Quest’anno, poi, nel bussare al futuro si è osato ancora di più. Ci si è voluti affidare a un tema particolare e filosofico, come l’anarchia. Un inno alla libertà che vuol comunicare come ciascuno sia in grado di portare il proprio contributo per migliorare un piatto, un pasto, un territorio e - ci verrebbe da dire - il mondo.
Un anarchico, un uomo libero, era del resto il grande Luigi Veronelli, che pochi giorni fa avrebbe compiuto 90 anni. E proprio lui aveva messo in guardia sull’abbandono dell’agricoltura e sulla perdita della consapevolezza sulla stagionalità degli elementi.
E aveva un’immagine potente per il nostro Paese: «L’Italia si protende nel mare – dai ghiacciai alpini alle isole (Pantelleria e Lampedusa) – sino ad affrontare l’Africa. Ha il privilegio di terre, climi e storia e uomini d’ineguagliabili possibilità, colpevoli gli uomini di non averle ancora colte».

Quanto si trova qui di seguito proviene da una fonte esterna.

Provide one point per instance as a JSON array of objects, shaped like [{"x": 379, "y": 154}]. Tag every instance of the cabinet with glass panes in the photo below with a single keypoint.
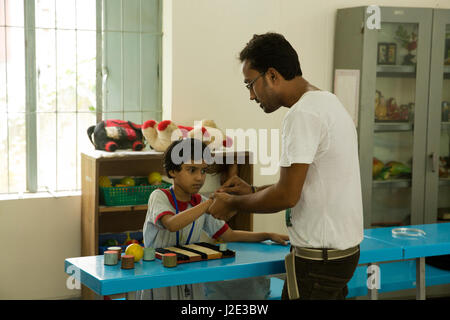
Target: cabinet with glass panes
[{"x": 403, "y": 114}]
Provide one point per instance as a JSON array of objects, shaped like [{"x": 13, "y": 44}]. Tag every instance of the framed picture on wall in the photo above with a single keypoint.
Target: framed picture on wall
[{"x": 382, "y": 53}]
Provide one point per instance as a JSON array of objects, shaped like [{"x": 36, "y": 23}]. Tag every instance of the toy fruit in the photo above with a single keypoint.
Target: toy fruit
[
  {"x": 104, "y": 182},
  {"x": 135, "y": 250},
  {"x": 377, "y": 166},
  {"x": 129, "y": 240},
  {"x": 397, "y": 169},
  {"x": 128, "y": 181},
  {"x": 154, "y": 178}
]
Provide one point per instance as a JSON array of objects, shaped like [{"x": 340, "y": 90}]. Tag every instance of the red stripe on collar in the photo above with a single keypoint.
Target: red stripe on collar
[{"x": 182, "y": 205}]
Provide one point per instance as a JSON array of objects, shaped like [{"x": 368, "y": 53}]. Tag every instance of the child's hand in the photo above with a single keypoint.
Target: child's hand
[{"x": 279, "y": 238}]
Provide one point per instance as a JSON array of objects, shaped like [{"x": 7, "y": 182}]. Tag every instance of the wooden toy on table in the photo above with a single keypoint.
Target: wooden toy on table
[{"x": 195, "y": 252}]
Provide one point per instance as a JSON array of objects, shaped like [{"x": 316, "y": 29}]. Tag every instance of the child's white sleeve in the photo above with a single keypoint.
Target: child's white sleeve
[
  {"x": 158, "y": 206},
  {"x": 214, "y": 227}
]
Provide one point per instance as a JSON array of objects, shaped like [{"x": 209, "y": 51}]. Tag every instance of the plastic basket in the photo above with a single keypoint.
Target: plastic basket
[{"x": 125, "y": 196}]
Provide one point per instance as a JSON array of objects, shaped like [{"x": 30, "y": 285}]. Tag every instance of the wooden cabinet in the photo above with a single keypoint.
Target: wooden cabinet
[{"x": 97, "y": 219}]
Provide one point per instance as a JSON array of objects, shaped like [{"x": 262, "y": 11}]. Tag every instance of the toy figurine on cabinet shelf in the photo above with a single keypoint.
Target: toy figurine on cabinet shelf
[
  {"x": 380, "y": 106},
  {"x": 409, "y": 42}
]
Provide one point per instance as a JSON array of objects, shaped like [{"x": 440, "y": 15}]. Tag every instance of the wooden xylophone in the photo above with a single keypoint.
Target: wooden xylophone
[{"x": 195, "y": 252}]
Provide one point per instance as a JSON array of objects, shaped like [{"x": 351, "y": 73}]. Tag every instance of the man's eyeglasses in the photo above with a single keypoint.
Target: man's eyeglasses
[{"x": 249, "y": 85}]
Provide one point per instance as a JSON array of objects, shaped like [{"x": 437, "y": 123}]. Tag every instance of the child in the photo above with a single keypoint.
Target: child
[{"x": 177, "y": 216}]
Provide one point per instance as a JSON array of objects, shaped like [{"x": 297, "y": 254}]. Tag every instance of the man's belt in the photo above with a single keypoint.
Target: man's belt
[{"x": 324, "y": 254}]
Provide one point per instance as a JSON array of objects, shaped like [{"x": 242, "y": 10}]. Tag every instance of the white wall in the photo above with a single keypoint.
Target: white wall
[
  {"x": 206, "y": 79},
  {"x": 203, "y": 80}
]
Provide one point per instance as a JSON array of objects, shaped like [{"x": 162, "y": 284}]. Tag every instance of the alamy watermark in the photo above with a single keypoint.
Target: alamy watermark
[
  {"x": 373, "y": 277},
  {"x": 73, "y": 281},
  {"x": 374, "y": 20},
  {"x": 258, "y": 142}
]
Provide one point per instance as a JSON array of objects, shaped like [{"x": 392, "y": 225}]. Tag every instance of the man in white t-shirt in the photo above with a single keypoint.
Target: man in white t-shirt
[{"x": 319, "y": 181}]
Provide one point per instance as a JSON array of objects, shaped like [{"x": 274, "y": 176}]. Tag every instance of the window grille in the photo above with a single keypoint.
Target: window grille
[{"x": 83, "y": 61}]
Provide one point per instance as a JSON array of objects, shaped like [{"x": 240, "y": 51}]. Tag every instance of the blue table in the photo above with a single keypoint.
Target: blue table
[
  {"x": 436, "y": 241},
  {"x": 252, "y": 259}
]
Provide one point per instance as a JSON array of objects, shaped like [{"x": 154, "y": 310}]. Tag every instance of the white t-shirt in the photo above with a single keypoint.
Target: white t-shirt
[
  {"x": 155, "y": 235},
  {"x": 318, "y": 130}
]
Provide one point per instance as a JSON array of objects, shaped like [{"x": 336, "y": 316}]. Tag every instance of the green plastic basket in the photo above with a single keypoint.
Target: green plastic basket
[{"x": 126, "y": 196}]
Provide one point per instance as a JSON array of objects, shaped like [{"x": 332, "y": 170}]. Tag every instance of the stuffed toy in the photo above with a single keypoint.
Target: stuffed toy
[
  {"x": 110, "y": 135},
  {"x": 161, "y": 135}
]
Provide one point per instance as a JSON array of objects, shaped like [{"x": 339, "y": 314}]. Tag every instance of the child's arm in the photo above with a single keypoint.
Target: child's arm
[
  {"x": 248, "y": 236},
  {"x": 177, "y": 222}
]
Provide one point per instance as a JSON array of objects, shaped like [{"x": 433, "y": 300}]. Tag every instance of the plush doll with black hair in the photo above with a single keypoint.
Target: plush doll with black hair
[{"x": 111, "y": 135}]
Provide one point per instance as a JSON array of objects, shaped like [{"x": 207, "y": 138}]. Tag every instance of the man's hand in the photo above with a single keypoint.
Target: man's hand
[
  {"x": 236, "y": 185},
  {"x": 279, "y": 238},
  {"x": 222, "y": 208}
]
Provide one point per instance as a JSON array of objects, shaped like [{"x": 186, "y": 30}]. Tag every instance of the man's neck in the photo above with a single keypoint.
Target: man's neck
[
  {"x": 296, "y": 89},
  {"x": 180, "y": 194}
]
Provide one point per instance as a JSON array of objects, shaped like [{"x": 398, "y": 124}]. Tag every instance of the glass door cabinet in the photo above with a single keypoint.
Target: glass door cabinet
[{"x": 403, "y": 132}]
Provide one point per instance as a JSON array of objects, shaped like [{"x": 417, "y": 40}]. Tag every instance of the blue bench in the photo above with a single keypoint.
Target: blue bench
[{"x": 394, "y": 276}]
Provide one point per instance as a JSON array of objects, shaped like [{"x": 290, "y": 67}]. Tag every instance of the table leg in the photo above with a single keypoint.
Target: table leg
[
  {"x": 373, "y": 280},
  {"x": 130, "y": 295},
  {"x": 420, "y": 279}
]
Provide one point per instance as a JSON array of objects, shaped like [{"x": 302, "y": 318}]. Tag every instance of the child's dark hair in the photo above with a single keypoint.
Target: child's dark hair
[{"x": 185, "y": 150}]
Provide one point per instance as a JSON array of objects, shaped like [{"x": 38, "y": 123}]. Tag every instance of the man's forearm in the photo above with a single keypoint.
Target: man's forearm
[
  {"x": 257, "y": 189},
  {"x": 267, "y": 199}
]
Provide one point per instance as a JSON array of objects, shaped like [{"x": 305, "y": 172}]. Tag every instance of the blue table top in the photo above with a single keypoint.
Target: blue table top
[
  {"x": 251, "y": 260},
  {"x": 435, "y": 242}
]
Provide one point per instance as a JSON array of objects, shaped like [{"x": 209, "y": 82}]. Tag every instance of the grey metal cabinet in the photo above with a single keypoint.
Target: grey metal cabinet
[
  {"x": 437, "y": 188},
  {"x": 402, "y": 89}
]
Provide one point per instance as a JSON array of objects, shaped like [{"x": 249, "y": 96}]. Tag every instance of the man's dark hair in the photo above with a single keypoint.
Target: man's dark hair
[
  {"x": 185, "y": 150},
  {"x": 272, "y": 50}
]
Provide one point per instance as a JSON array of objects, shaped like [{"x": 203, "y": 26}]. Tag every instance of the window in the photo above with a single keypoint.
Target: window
[{"x": 85, "y": 61}]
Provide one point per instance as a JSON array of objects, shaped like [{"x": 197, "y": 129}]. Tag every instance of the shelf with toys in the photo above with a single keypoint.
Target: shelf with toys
[
  {"x": 393, "y": 126},
  {"x": 396, "y": 71}
]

RistorExpo, nel suo piccolo, convince tanti operatori del settore e tanti giovani che quelle possibilità possono ancora essere sognate e conquistate. E per questo coraggio forse - in un periodo ancora grigio dove le fiere partono più con speranze che con tangibili segni confortanti per ora- a Erba ieri i colori dei cibi e del fuoco hanno dipinto un quadro, una storia diversi.
Il futuro - si è trasmesso - è per tutti. Ma non è di tutti, neanche quello della gastronomia: è di chi vuole osare perché ci crede, non perché ammicca la tv.